様々な理由で土曜日の朝7時に補習にやってきたのは、全く個性の異なる5人の高校生。図書館で「自分とは何か」という作文を書くよう命じられますが、不良キャラの奔放な振る舞いに残り4人が巻き込まれ、補習どころではなく…というお話です。

ジョン・ヒューズ監督関連では先日「プリティ・イン・ピンク」を観ましたが、こちらの方が思春期真っ只中のハイティーンの心情をストレートに表現していると思います。図書館という限られた場所を舞台にした5人の高校生の会話劇であるのに加え、スポーツ馬鹿、お姫様、ガリ勉、チンピラ、不思議ちゃんという、学校生活ではおよそ関わりのないメンバーのやり取りです。終盤では、それぞれの持つ、そのキャラだからこその悩みを互いに打ち明けますが、激しい言い合いや、悔し涙、悲しい涙、そして恋も芽生えたりします。それは彼らの年頃特有の「大人になんてなりたくない、大人になると心が死んでしまう」という、身近な大人や世間に対しての反骨があるからこそ持てる苦悩です。

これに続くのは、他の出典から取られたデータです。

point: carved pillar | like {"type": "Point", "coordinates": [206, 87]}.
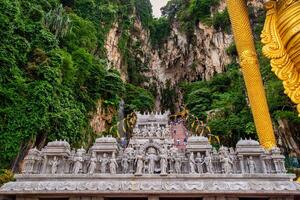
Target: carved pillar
{"type": "Point", "coordinates": [250, 67]}
{"type": "Point", "coordinates": [153, 197]}
{"type": "Point", "coordinates": [263, 163]}
{"type": "Point", "coordinates": [44, 167]}
{"type": "Point", "coordinates": [241, 159]}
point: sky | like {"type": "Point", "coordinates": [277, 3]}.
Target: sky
{"type": "Point", "coordinates": [157, 4]}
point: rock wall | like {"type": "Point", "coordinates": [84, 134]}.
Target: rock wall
{"type": "Point", "coordinates": [198, 56]}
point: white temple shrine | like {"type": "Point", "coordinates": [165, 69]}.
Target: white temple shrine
{"type": "Point", "coordinates": [152, 167]}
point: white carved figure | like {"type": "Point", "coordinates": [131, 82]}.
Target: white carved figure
{"type": "Point", "coordinates": [199, 163]}
{"type": "Point", "coordinates": [158, 131]}
{"type": "Point", "coordinates": [78, 163]}
{"type": "Point", "coordinates": [145, 131]}
{"type": "Point", "coordinates": [251, 165]}
{"type": "Point", "coordinates": [208, 163]}
{"type": "Point", "coordinates": [282, 166]}
{"type": "Point", "coordinates": [28, 166]}
{"type": "Point", "coordinates": [151, 158]}
{"type": "Point", "coordinates": [192, 163]}
{"type": "Point", "coordinates": [139, 164]}
{"type": "Point", "coordinates": [54, 165]}
{"type": "Point", "coordinates": [125, 163]}
{"type": "Point", "coordinates": [177, 165]}
{"type": "Point", "coordinates": [152, 130]}
{"type": "Point", "coordinates": [163, 162]}
{"type": "Point", "coordinates": [163, 132]}
{"type": "Point", "coordinates": [104, 161]}
{"type": "Point", "coordinates": [113, 165]}
{"type": "Point", "coordinates": [227, 163]}
{"type": "Point", "coordinates": [93, 164]}
{"type": "Point", "coordinates": [233, 158]}
{"type": "Point", "coordinates": [167, 131]}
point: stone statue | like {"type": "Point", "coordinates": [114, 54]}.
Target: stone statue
{"type": "Point", "coordinates": [77, 164]}
{"type": "Point", "coordinates": [177, 165]}
{"type": "Point", "coordinates": [125, 163]}
{"type": "Point", "coordinates": [163, 132]}
{"type": "Point", "coordinates": [152, 157]}
{"type": "Point", "coordinates": [227, 163]}
{"type": "Point", "coordinates": [158, 131]}
{"type": "Point", "coordinates": [251, 165]}
{"type": "Point", "coordinates": [192, 163]}
{"type": "Point", "coordinates": [54, 165]}
{"type": "Point", "coordinates": [199, 162]}
{"type": "Point", "coordinates": [152, 130]}
{"type": "Point", "coordinates": [104, 161]}
{"type": "Point", "coordinates": [113, 165]}
{"type": "Point", "coordinates": [139, 164]}
{"type": "Point", "coordinates": [145, 131]}
{"type": "Point", "coordinates": [208, 163]}
{"type": "Point", "coordinates": [163, 162]}
{"type": "Point", "coordinates": [93, 164]}
{"type": "Point", "coordinates": [137, 131]}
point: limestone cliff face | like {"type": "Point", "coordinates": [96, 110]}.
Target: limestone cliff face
{"type": "Point", "coordinates": [178, 59]}
{"type": "Point", "coordinates": [198, 56]}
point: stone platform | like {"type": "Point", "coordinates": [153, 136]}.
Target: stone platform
{"type": "Point", "coordinates": [152, 167]}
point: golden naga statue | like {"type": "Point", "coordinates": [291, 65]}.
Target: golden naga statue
{"type": "Point", "coordinates": [281, 37]}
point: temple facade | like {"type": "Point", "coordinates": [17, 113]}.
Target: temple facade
{"type": "Point", "coordinates": [152, 166]}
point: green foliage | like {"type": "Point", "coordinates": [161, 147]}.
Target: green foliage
{"type": "Point", "coordinates": [232, 51]}
{"type": "Point", "coordinates": [159, 31]}
{"type": "Point", "coordinates": [83, 35]}
{"type": "Point", "coordinates": [50, 79]}
{"type": "Point", "coordinates": [57, 22]}
{"type": "Point", "coordinates": [137, 99]}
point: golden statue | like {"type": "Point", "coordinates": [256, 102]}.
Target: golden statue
{"type": "Point", "coordinates": [250, 67]}
{"type": "Point", "coordinates": [281, 37]}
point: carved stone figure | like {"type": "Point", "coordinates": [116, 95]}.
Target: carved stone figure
{"type": "Point", "coordinates": [163, 163]}
{"type": "Point", "coordinates": [145, 131]}
{"type": "Point", "coordinates": [199, 162]}
{"type": "Point", "coordinates": [125, 163]}
{"type": "Point", "coordinates": [227, 163]}
{"type": "Point", "coordinates": [54, 165]}
{"type": "Point", "coordinates": [77, 164]}
{"type": "Point", "coordinates": [139, 164]}
{"type": "Point", "coordinates": [192, 163]}
{"type": "Point", "coordinates": [113, 165]}
{"type": "Point", "coordinates": [104, 161]}
{"type": "Point", "coordinates": [93, 164]}
{"type": "Point", "coordinates": [152, 158]}
{"type": "Point", "coordinates": [251, 165]}
{"type": "Point", "coordinates": [152, 130]}
{"type": "Point", "coordinates": [177, 165]}
{"type": "Point", "coordinates": [158, 131]}
{"type": "Point", "coordinates": [208, 163]}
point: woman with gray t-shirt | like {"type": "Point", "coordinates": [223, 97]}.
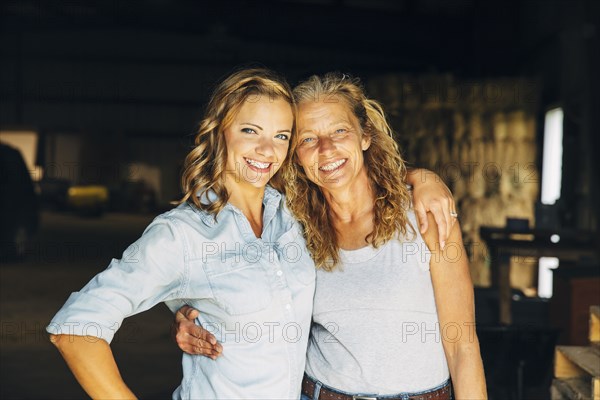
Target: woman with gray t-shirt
{"type": "Point", "coordinates": [393, 312]}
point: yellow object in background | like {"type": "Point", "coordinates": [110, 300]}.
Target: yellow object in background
{"type": "Point", "coordinates": [89, 197]}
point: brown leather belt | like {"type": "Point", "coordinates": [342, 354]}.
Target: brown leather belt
{"type": "Point", "coordinates": [308, 389]}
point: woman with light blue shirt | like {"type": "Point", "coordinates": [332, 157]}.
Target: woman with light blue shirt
{"type": "Point", "coordinates": [393, 312]}
{"type": "Point", "coordinates": [231, 249]}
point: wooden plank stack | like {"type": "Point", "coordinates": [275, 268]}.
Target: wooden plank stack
{"type": "Point", "coordinates": [577, 368]}
{"type": "Point", "coordinates": [479, 136]}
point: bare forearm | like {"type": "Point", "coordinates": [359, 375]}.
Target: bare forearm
{"type": "Point", "coordinates": [92, 362]}
{"type": "Point", "coordinates": [466, 371]}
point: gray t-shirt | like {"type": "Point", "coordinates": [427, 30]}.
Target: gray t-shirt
{"type": "Point", "coordinates": [375, 326]}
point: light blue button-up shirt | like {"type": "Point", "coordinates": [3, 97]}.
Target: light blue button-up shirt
{"type": "Point", "coordinates": [255, 295]}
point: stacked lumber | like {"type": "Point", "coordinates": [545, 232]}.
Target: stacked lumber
{"type": "Point", "coordinates": [577, 368]}
{"type": "Point", "coordinates": [479, 136]}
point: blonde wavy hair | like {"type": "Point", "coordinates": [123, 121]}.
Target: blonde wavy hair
{"type": "Point", "coordinates": [385, 167]}
{"type": "Point", "coordinates": [204, 166]}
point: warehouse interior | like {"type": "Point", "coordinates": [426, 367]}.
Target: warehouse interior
{"type": "Point", "coordinates": [499, 98]}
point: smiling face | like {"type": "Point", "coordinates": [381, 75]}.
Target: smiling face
{"type": "Point", "coordinates": [331, 144]}
{"type": "Point", "coordinates": [257, 142]}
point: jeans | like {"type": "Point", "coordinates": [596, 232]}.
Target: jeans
{"type": "Point", "coordinates": [402, 395]}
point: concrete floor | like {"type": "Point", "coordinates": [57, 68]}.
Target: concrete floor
{"type": "Point", "coordinates": [68, 251]}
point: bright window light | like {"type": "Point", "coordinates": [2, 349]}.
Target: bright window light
{"type": "Point", "coordinates": [552, 156]}
{"type": "Point", "coordinates": [545, 275]}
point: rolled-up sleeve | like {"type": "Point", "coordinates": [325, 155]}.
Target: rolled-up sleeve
{"type": "Point", "coordinates": [151, 270]}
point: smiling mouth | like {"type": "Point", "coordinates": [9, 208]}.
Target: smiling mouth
{"type": "Point", "coordinates": [258, 164]}
{"type": "Point", "coordinates": [332, 166]}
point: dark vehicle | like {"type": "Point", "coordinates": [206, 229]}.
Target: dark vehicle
{"type": "Point", "coordinates": [19, 208]}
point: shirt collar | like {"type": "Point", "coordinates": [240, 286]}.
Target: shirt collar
{"type": "Point", "coordinates": [271, 201]}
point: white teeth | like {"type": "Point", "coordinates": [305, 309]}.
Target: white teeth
{"type": "Point", "coordinates": [257, 164]}
{"type": "Point", "coordinates": [332, 166]}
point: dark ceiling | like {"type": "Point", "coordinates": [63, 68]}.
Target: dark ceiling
{"type": "Point", "coordinates": [465, 37]}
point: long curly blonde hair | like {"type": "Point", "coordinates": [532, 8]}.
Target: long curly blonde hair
{"type": "Point", "coordinates": [385, 169]}
{"type": "Point", "coordinates": [204, 166]}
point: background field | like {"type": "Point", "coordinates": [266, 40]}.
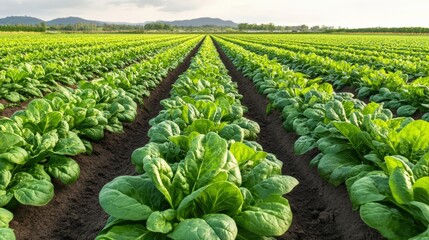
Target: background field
{"type": "Point", "coordinates": [287, 136]}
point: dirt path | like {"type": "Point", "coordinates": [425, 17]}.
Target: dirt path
{"type": "Point", "coordinates": [320, 211]}
{"type": "Point", "coordinates": [74, 213]}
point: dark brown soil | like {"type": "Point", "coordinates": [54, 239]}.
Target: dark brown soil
{"type": "Point", "coordinates": [74, 213]}
{"type": "Point", "coordinates": [320, 211]}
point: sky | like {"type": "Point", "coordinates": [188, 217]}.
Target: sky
{"type": "Point", "coordinates": [337, 13]}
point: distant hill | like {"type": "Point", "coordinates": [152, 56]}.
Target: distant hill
{"type": "Point", "coordinates": [20, 20]}
{"type": "Point", "coordinates": [71, 21]}
{"type": "Point", "coordinates": [198, 22]}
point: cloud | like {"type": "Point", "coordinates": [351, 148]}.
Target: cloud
{"type": "Point", "coordinates": [164, 5]}
{"type": "Point", "coordinates": [42, 7]}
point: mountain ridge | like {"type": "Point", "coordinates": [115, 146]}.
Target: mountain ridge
{"type": "Point", "coordinates": [196, 22]}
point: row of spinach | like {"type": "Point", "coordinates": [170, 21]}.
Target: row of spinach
{"type": "Point", "coordinates": [414, 68]}
{"type": "Point", "coordinates": [383, 161]}
{"type": "Point", "coordinates": [27, 80]}
{"type": "Point", "coordinates": [390, 88]}
{"type": "Point", "coordinates": [202, 175]}
{"type": "Point", "coordinates": [36, 143]}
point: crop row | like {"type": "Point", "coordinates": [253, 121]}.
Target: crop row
{"type": "Point", "coordinates": [25, 80]}
{"type": "Point", "coordinates": [413, 68]}
{"type": "Point", "coordinates": [202, 174]}
{"type": "Point", "coordinates": [16, 45]}
{"type": "Point", "coordinates": [382, 160]}
{"type": "Point", "coordinates": [402, 45]}
{"type": "Point", "coordinates": [36, 143]}
{"type": "Point", "coordinates": [390, 88]}
{"type": "Point", "coordinates": [66, 52]}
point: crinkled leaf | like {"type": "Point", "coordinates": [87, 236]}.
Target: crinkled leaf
{"type": "Point", "coordinates": [218, 197]}
{"type": "Point", "coordinates": [213, 226]}
{"type": "Point", "coordinates": [130, 198]}
{"type": "Point", "coordinates": [63, 168]}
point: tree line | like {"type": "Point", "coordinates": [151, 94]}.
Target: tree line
{"type": "Point", "coordinates": [244, 27]}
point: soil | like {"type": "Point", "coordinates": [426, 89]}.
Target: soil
{"type": "Point", "coordinates": [320, 211]}
{"type": "Point", "coordinates": [74, 213]}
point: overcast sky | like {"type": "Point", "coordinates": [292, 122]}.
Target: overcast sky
{"type": "Point", "coordinates": [344, 13]}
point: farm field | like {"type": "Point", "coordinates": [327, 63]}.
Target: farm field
{"type": "Point", "coordinates": [225, 136]}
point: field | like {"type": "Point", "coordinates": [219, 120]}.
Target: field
{"type": "Point", "coordinates": [186, 136]}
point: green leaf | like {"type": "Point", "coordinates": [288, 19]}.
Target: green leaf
{"type": "Point", "coordinates": [63, 168]}
{"type": "Point", "coordinates": [5, 218]}
{"type": "Point", "coordinates": [304, 144]}
{"type": "Point", "coordinates": [202, 126]}
{"type": "Point", "coordinates": [71, 146]}
{"type": "Point", "coordinates": [268, 218]}
{"type": "Point", "coordinates": [161, 174]}
{"type": "Point", "coordinates": [406, 111]}
{"type": "Point", "coordinates": [420, 211]}
{"type": "Point", "coordinates": [336, 167]}
{"type": "Point", "coordinates": [355, 135]}
{"type": "Point", "coordinates": [204, 162]}
{"type": "Point", "coordinates": [276, 185]}
{"type": "Point", "coordinates": [390, 222]}
{"type": "Point", "coordinates": [5, 177]}
{"type": "Point", "coordinates": [371, 188]}
{"type": "Point", "coordinates": [8, 140]}
{"type": "Point", "coordinates": [400, 180]}
{"type": "Point", "coordinates": [36, 109]}
{"type": "Point", "coordinates": [212, 226]}
{"type": "Point", "coordinates": [95, 133]}
{"type": "Point", "coordinates": [130, 198]}
{"type": "Point", "coordinates": [7, 234]}
{"type": "Point", "coordinates": [161, 132]}
{"type": "Point", "coordinates": [130, 231]}
{"type": "Point", "coordinates": [413, 140]}
{"type": "Point", "coordinates": [30, 191]}
{"type": "Point", "coordinates": [421, 169]}
{"type": "Point", "coordinates": [15, 155]}
{"type": "Point", "coordinates": [160, 221]}
{"type": "Point", "coordinates": [421, 190]}
{"type": "Point", "coordinates": [232, 132]}
{"type": "Point", "coordinates": [49, 121]}
{"type": "Point", "coordinates": [218, 197]}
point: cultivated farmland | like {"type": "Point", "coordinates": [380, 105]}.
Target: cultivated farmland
{"type": "Point", "coordinates": [246, 136]}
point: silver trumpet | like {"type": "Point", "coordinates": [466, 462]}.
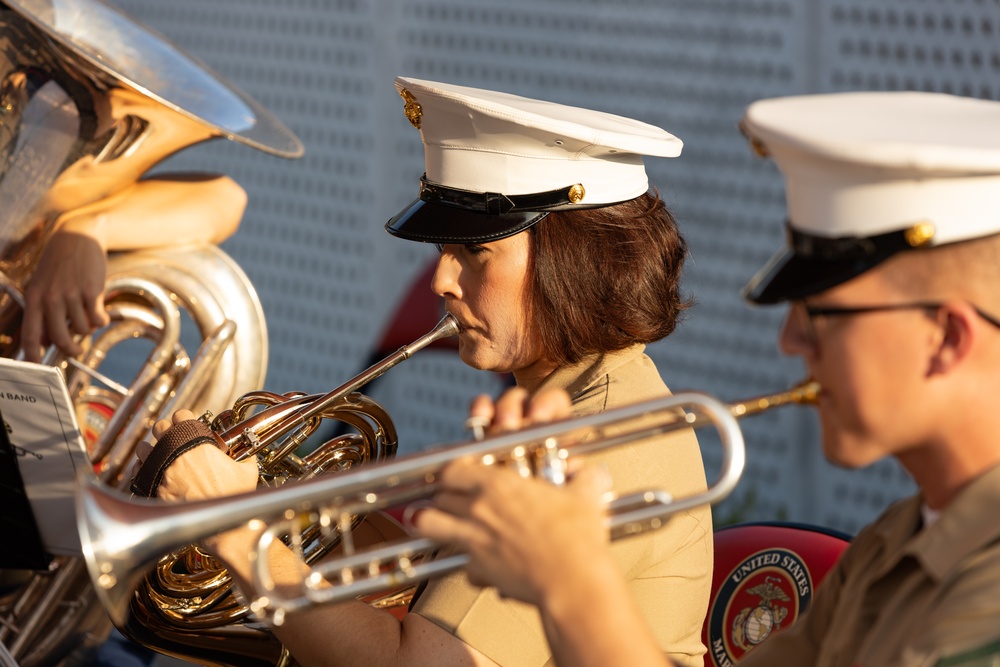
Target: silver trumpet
{"type": "Point", "coordinates": [123, 538]}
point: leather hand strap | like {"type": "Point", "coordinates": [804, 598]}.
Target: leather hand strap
{"type": "Point", "coordinates": [180, 438]}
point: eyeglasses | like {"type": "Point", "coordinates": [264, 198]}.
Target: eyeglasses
{"type": "Point", "coordinates": [811, 312]}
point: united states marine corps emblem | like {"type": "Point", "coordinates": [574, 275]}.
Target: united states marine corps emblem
{"type": "Point", "coordinates": [765, 592]}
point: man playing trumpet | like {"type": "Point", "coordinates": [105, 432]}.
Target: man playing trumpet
{"type": "Point", "coordinates": [891, 274]}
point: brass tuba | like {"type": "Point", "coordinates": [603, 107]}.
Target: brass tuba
{"type": "Point", "coordinates": [90, 101]}
{"type": "Point", "coordinates": [186, 606]}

また、この映画のいちばん良かったところは、この5人の「ブレックファスト・クラブ」が異種混合仲良しクラブにはなり得なかった、というところ。詳しく書くとネタバレになってしまうので割愛しますが、「あぁ中高生の頃ってこういうのあったわ」というリアルなスクールカーストというか、大人になってみるとくだらなく思えてしまう学校生活でのこだわりを、ちゃんとセリフに盛り込んでいるのです。

お酒を飲んで夜中に観たかせいか、展開の少なさのせいか、途中で眠ってしまってまた観直したのですが、中高生時代のキモチを思い出させてくれるような台詞が多々あって、なかなか良かったです。